GMKtec, maker of the EVO-X2 mini-PC that uses a Ryzen AI Max 395+, posted a blog...

mindcrash · 2025-11-10T20:15:24 1762805724

And additionally Framework apparently benchmarked GPT-OSS 120B (!) on the maxed out 395+ Desktop and reached a 38.0 tok/sec Generation Speed. Given that Nvidia can't even keep up on a 20B model, I assume they can't keep up on the 120B model aswell.

https://frame.work/nl/en/desktop?tab=machine-learning

So to me the only thing which seems to be interesting about the Spark atm is the ability to daisy link several units together so you can create a InfiniBand-ish network at InfiniBand speeds of Sparks.

But overall for just plain development and experimentation, and since I don't work at Big AI, I'm pretty sure I would not purchase Nvidia at the moment.

aseipp · 2025-11-10T21:16:34 1762809394

Unfortunately comparing tok/sec right now in a vacuum and especially across weeks of time is kind of pointless. Everything is still evolving; there were patches within days that bumped GB10 performance by double digit percentiles in some frameworks. You just kind of have to accept things are a moving target.

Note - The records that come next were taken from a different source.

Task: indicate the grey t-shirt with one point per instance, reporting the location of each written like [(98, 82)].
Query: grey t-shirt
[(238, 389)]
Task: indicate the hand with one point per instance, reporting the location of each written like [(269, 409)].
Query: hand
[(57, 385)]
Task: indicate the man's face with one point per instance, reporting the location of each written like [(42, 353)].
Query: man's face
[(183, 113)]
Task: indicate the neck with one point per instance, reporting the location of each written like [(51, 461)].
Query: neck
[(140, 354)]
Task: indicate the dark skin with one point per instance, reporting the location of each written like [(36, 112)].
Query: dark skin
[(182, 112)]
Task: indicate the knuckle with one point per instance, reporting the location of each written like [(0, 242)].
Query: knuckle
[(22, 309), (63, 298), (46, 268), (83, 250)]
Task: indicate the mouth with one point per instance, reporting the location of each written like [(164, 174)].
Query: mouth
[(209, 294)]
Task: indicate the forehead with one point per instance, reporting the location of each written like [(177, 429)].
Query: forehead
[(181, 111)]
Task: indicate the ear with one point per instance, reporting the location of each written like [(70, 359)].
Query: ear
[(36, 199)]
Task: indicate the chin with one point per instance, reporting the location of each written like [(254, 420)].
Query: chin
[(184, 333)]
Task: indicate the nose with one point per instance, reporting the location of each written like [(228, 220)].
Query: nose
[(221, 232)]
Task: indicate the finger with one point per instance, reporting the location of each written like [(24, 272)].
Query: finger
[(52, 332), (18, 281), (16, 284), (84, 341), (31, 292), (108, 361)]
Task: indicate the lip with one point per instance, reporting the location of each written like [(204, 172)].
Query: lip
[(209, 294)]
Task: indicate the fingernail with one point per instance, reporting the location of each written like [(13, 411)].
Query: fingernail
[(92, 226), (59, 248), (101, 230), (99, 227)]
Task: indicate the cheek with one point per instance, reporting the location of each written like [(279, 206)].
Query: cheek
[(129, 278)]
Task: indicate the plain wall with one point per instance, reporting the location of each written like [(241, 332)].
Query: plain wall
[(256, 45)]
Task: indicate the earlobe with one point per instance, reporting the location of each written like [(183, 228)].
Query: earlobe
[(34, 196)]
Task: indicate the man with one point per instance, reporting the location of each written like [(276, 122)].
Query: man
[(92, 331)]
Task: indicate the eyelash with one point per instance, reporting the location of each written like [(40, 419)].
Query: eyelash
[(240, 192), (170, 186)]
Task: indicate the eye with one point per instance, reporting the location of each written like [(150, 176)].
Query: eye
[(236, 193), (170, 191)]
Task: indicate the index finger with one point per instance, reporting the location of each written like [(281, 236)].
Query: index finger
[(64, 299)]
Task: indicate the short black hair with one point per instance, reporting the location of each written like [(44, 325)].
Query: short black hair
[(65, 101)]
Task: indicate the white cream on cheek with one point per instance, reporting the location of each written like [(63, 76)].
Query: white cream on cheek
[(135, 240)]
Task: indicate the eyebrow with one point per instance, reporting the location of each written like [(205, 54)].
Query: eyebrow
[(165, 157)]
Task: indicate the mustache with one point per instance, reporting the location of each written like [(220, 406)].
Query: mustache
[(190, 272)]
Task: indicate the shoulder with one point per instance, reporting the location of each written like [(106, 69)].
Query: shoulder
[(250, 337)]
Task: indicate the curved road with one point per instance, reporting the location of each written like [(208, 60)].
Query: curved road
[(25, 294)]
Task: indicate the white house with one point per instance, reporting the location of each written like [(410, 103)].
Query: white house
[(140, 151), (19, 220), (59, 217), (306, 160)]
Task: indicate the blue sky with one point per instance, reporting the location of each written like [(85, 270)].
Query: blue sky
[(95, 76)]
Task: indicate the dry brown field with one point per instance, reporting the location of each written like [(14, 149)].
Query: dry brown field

For comparison, as of right now, I can run GPT-OSS 120b @ 59 tok/sec, using llama.cpp (revision 395e286bc) and Unsloth dynamic 4-bit quantized models.[1] GPT-OSS 20b @ 88 tok/sec [2]. The MXFP4 variant comes in the same, at ~89 tok/sec[3]. It's probably faster on other frameworks, llama.cpp is known to not be the fastest. I don't know what LM Studio backend they used. All of these numbers put the GB10 well ahead of Strix Halo, if only going by the numbers we see here.

If the AMD software wasn't also comparatively optimized by the same amount in the same timeframe, then the GB10 would be faster, now. Maybe it was optimized just as much; I don't have a Strix Halo part to compare. But my point is, don't just compare numbers from two various points in time, it's going to be very misleading.

[1]: https://huggingface.co/unsloth/gpt-oss-120b-GGUF/tree/main/U... [2]: https://huggingface.co/unsloth/gpt-oss-20b-GGUF/resolve/main... [3]: https://huggingface.co/unsloth/gpt-oss-20b-GGUF/resolve/main...

nl · 2025-11-10T21:41:23 1762810883

These are valid points but the numbers are still useful as a floor on performance.

Given Strix Halo is so much cheaper I'd expect more people to work on improving it, but the NVIDIA tools are better so unclear which has more headroom.

aseipp · 2025-11-10T22:25:31 1762813531

Yeah that's fair. 60 tok/sec on a gpt-oss-120b is certainly nice to know if you should even think about it at all. I'm quite happy with it anyway.

The pricing is definitely by far the worst part of all of this. I suspect the GB10 still has more perf left on the table, Blackwell has been a rough launch. But I'm not sure it's $2000 better if you're just looking to get a fun little AI machine to do embeddings/vision/LLMs on?

EnPissant · 2025-11-11T16:51:48 1762879908

This is nonsense. The NVIDIA will slightly win on all generation speed, and be _much_ faster on first token response time.